Humberto Musacchio
Marzo 01, 2018
Después del movimiento de 1968, la droga corrió en la Ciudad Universitaria en cantidades inusitadas. Antes, por supuesto, había dealers y clientes, pero eran contados y el asunto se desenvolvía dentro de una gran discreción. En los meses siguientes a la matanza tlatelolca, por toda la CU se podía ver a tipos que ofrecían mariguana y diversas pastillas a los estudiantes.
La tristeza y la decepción son factores que pudieron jugar un papel, como muy bien lo expresa Luis González de Alba en Los días y los años. Sin embargo, lo determinante en aquellos meses, como hasta la fecha, fue la oferta masiva y abierta de drogas por individuos que operaban abiertamente sin que autoridad alguna los molestara. El hecho no era casual. Fue una de tantas fórmulas empleadas para mediatizar a la juventud, buscando que no se repitiera un despliegue de rebeldía como el vivido en 1968, aunque a fin de cuentas de poco sirvió, pues el consumo de ciertas sustancias no necesariamente mediatiza.
Por supuesto, no hay drogas inofensivas, pues sus efectos dependen del tipo de sustancia, de la cantidad consumida y de los mecanismos de recepción y eliminación de cada organismo, entre otros factores. Pero el consumo, a fin de cuentas, debe obedecer a una decisión personal y adulta y no a la absurda prohibición legal que propicia el mercado clandestino y las complicidades derivadas de la corrupción policiaca.
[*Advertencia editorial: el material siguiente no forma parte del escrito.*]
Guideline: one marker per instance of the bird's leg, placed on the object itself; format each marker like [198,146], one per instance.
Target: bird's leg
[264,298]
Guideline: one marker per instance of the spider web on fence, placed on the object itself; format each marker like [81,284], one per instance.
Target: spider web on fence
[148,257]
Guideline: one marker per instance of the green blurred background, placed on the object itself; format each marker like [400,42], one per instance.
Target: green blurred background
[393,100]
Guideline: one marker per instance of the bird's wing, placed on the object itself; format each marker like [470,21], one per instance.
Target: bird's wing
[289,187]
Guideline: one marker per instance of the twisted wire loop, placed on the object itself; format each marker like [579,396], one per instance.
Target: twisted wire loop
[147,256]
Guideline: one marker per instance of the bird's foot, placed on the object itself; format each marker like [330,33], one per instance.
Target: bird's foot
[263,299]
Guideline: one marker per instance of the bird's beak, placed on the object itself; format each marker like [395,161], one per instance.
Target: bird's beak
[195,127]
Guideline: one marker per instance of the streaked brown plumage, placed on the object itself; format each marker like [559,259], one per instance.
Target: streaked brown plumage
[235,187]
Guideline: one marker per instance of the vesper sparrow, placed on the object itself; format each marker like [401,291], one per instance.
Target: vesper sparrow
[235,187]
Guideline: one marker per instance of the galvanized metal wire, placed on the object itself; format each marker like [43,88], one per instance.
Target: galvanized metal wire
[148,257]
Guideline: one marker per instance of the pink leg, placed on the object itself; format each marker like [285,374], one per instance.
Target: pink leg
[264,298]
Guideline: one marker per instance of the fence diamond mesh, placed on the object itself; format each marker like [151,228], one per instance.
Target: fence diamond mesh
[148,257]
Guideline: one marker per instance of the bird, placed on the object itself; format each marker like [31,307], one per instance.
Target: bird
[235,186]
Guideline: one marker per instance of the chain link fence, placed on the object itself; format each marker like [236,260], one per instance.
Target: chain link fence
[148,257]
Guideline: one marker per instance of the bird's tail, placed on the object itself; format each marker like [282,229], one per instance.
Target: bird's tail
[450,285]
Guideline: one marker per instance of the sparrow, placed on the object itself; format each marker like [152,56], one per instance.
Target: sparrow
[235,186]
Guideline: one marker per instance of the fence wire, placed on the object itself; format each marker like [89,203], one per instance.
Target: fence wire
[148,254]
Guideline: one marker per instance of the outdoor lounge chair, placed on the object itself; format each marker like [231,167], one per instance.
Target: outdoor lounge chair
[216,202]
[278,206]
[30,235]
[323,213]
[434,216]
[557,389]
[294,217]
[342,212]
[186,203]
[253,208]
La autonomía no significa extraterritorialidad, pero sí tiene una connotación que hace rechazar la presencia de la fuerza pública en el campus, algo que se origina en el hecho de que la Real y Pontificia Universidad de México nació como un gremio que disfrutaba de ciertas prerrogativas, entre otras, que ante las faltas de los estudiantes –salvo en delitos de sangre– fuera el rector quien decidiera el castigo aplicable y cuando la pena era de reclusión esta se purgara dentro de la institución, en la cárcel que conservaron las escuelas hasta fines del siglo XIX, aun después de que fuera suprimida la vieja universidad. Por esas mismas prerrogativas gremiales, la fuerza pública no podía entrar a los recintos universitarios sin la autorización expresa del rector.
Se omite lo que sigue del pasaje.